Now, one might argue, and perhaps the steel executives would, that this was money well spent and the managements of these companies are acting as good stewards of their shareholders’ capital; it worked after all! These steel companies’ share prices are up thanks to the protectionism they had been petitioning for. But this is a gross perversion of the concept of shareholder value. That United States Steel’s stock price went up on news of the tariffs may have benefited a hypothetical shareholder whose entire wealth and economic livelihood was tied to the price of United States Steel shares, but such a shareholder does not in fact exist. In reality, shareholders in United States Steel are also shareholders in thousands of other companies, and so news of the tariffs actually hurt investors in United States Steel as evidenced by the fact that the market was down on March 1st. This is not mere theorizing on my part, but publicly available information. If we check out the 13-F filings for United States Steel, for example, we see that the company’s largest shareholder, with 8.7% of total share held, is the Vanguard Group, the gargantuan asset manager whose hugely popular low-cost index funds are probably a big part of your 401(k) plan. Other top shareholders are all the usual suspects: BlackRock, State Street, Goldman Sachs,  and other major asset managers that investors like you and me rely upon to get efficient access to the capital markets. If we look at the top 20 funds holding United States Steel stock, every one of them lost money on March 1st. The lobbying efforts of the steel industry did not help steel industry investors; it provably cost them billions of dollars.

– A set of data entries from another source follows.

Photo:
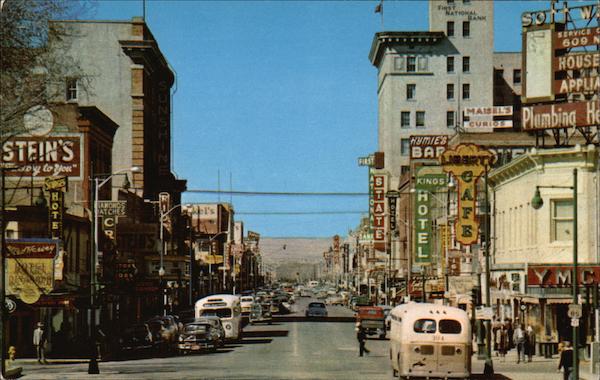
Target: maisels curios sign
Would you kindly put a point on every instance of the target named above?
(467, 163)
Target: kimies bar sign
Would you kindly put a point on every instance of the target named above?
(561, 275)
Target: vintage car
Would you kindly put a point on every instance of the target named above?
(197, 336)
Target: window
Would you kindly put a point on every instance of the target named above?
(450, 326)
(498, 75)
(562, 220)
(404, 147)
(450, 91)
(411, 91)
(426, 326)
(517, 76)
(71, 92)
(466, 64)
(450, 28)
(399, 63)
(420, 119)
(411, 64)
(466, 91)
(450, 64)
(466, 29)
(405, 119)
(450, 119)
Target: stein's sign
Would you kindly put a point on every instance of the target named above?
(46, 156)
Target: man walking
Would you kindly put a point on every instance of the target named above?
(519, 339)
(566, 361)
(39, 341)
(361, 336)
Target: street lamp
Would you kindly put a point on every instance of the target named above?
(537, 202)
(97, 184)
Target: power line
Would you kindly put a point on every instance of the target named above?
(278, 193)
(302, 213)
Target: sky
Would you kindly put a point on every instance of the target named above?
(280, 96)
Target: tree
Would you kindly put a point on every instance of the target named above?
(31, 72)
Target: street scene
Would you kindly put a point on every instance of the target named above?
(300, 190)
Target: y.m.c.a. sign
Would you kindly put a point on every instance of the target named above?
(561, 275)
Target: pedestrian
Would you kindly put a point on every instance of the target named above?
(530, 332)
(502, 339)
(39, 341)
(566, 361)
(361, 336)
(519, 338)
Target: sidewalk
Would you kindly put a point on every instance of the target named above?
(539, 368)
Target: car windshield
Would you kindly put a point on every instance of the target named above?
(221, 313)
(195, 328)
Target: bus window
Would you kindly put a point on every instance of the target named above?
(426, 326)
(221, 313)
(450, 326)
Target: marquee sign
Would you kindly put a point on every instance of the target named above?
(466, 164)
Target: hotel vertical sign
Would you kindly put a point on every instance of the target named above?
(427, 180)
(467, 163)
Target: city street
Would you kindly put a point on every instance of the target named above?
(283, 350)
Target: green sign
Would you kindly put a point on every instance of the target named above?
(427, 180)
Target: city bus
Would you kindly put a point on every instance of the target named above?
(430, 340)
(227, 308)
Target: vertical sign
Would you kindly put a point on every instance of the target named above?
(55, 211)
(428, 180)
(467, 163)
(379, 188)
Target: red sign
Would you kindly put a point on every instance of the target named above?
(562, 115)
(561, 275)
(46, 156)
(577, 37)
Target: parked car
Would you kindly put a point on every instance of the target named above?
(316, 309)
(164, 331)
(197, 336)
(372, 320)
(216, 323)
(136, 338)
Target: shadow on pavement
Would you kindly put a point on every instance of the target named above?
(264, 333)
(257, 341)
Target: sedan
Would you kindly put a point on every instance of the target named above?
(316, 309)
(197, 336)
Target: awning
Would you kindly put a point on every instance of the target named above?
(559, 301)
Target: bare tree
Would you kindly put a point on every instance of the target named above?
(31, 72)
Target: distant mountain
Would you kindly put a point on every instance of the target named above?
(277, 251)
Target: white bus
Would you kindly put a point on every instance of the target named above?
(227, 308)
(429, 340)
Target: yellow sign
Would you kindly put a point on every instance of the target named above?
(466, 164)
(24, 274)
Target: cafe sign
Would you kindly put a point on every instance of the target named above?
(30, 267)
(467, 163)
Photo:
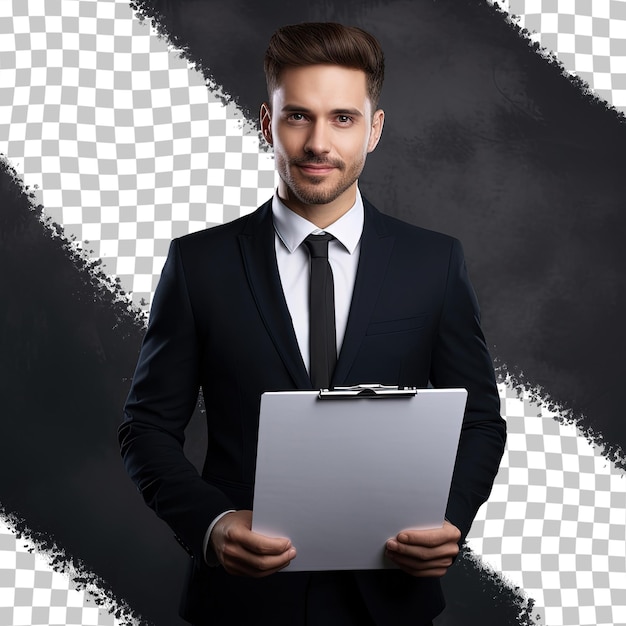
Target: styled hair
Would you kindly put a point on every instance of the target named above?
(316, 43)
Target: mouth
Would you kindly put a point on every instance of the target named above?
(315, 169)
(312, 167)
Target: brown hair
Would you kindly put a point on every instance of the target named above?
(317, 43)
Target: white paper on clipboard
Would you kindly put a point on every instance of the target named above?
(340, 477)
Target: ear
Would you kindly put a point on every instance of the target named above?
(378, 120)
(266, 122)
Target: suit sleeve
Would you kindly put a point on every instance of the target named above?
(461, 359)
(162, 398)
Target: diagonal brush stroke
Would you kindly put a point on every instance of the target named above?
(245, 149)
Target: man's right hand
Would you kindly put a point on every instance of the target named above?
(245, 553)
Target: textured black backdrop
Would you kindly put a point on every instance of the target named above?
(483, 140)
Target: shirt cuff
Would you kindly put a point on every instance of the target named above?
(209, 556)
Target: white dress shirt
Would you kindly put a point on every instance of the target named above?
(294, 269)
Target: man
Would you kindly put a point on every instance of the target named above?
(232, 315)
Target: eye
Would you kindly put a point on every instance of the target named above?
(296, 117)
(344, 120)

United States Steel is by no means unusual in this regard, but is the norm. In modern financial markets, virtually all publicly traded companies are held mostly by diversified investors who also hold virtually all of the rest of the world’s publicly traded companies. When corporate executives conceive of their shareholder whose value they seek to maximize then, the only truly rational and consistent model is of shareholder as representative agent, who proxies the entirety of the global capital markets. Viewed through this lens, a corporation should only maximize its own profits in a way that is consistent with supporting the rest of the market in aggregate as well, or at least doesn’t hurt it. On the other side of the coin, it is in shareholders’ best interests to ensure that the executives who manage the companies they own operate on a level playing field in an open and competitive market, as protections that favor one industry over another merely rob Peter to pay Paul (while the lawyers and the lobbyists each take their cut). I think of this as the Golden Rule of capitalism: act so as to maximize your profit in a way that is consistent with everyone else maximizing their own profits.

Regular readers of mine will know that I have a rather ambitious view on the proper scope of finance. If necessary, the financial industry can and should save the world, if for no other reason than that our world is a very profitable place to do business. (If Elon Musk gets his way maybe one day there will be a Martian economy and then investors will finally be able to add some planetary diversification to their portfolios. But until then we all have a highly concentrated position in Earth.) Last year I wrote about how it was rational for profit-maximizing financial institutions to use their power as shareholders to force carbon-intensive companies to adopt greener policies in order to mitigate the risks of climate change, and I applauded early efforts by BlackRock and other major asset managers to do just that. Already these initiatives have won concessions from some major oil & gas companies.

I see the problem of concentrated benefits and diffuse costs, of special interest lobbying, as the next vista of corporate governance reform that the financial industry should take up. Investors should not tolerate corporate managers who spend millions of dollars lobbying the government for favors at shareholders’ (and the rest of society’s) expense. It’s time for capitalists to stand up to defend free markets and free trade for all.